The first week of May
Frights the cuckoo away.

An assertion which would strike with amazement the "highfarming" and "early-cropping" agriculturist of the present day. It is a somewhat curious coincidence that the earliest and latest days, noticed by the observant White of Selborne, as those of the cuckoo's arrival, were the 7th and 26th of April.

While on the subject of Cambrian sayings respecting this bird, we may mention that, partly from its very frequent occurrence in mountainous districts-partly, perhaps, from other causes-it has, in all ages, been a great favourite with the Welsh, who are very much averse to injuring it, and whose poetry and prose abound in pleasant allusions to the "Cuckoo with the cheerful note." To this circumstance we have heard ascribed the expression of Middleton,

Thy sound is like the cuckoo, the Welsh ambassador.

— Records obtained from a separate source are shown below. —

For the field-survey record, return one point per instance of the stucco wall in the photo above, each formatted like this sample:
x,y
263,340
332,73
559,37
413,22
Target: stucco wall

Trick to Catch the Old One, Act. iv. scene 5.

But he evidently had no such meaning. We know that Walsch signifies, far-off, strange, wild, perhaps barbarous ;

and, that even to this day the Italians are so designated in some parts of Germany: there can therefore be-as, if we remember rightly, was suggested by a correspondent of "Notes and Queries,"- -no doubt that he thought of the bird as the strange ambassador from the far-off summerland, come to announce his heaven-sent message; to tell us that "the winter is past, the rain is over and gone,"-that the warm, bright summer days are nigh-and that the glad earth shall be once more decked with flowers. None we believe, can hear his first notes without in some measure regarding him as such an ambassador; and for our own part, though we watch for the early song of birds, though our heart leaps up with joy to welcome the first swallow which comes to us from over the sea, yet it remains for the cuckoo to call the warm glow of pleasure to our cheek. Shall we go even farther than this, and acknowledge that one of the many mysterious imaginings of childhood yet hangs around us (whence the idea arose we know not) and that now, as then, we cannot hear the voice of the cuckoo without some vague and momentary thought of ministering angels; angels, materialised perchance by childish imagination, yet shadowed forth in all the bright and holy purity of love.

When the dark night of the middle ages, which closed in upon the light of early science and knowledge was gradually dispersing its clouds before the sun of truth,-and when men were beginning to read the book of nature without the interposition of human translators, they commenced certain speculations as to the destination of our migratory birds; and amongst other curious blunders, which their own sense and observation soon began to correct, we find them depositing the poor cuckoo in a decayed tree, or some such damp and ungenial place, and asserting that the summer bird lay sleeping like a dormouse all the winter long; in fact Browne, in his "Pastorals," makes him the companion of this little sleepy creature:

For in his hollowe trunk and perish'd graine,
The cuckowe now had many a winter laine,
And thriving pismire laide their eggs in store,
The dormouse slept there and a many more.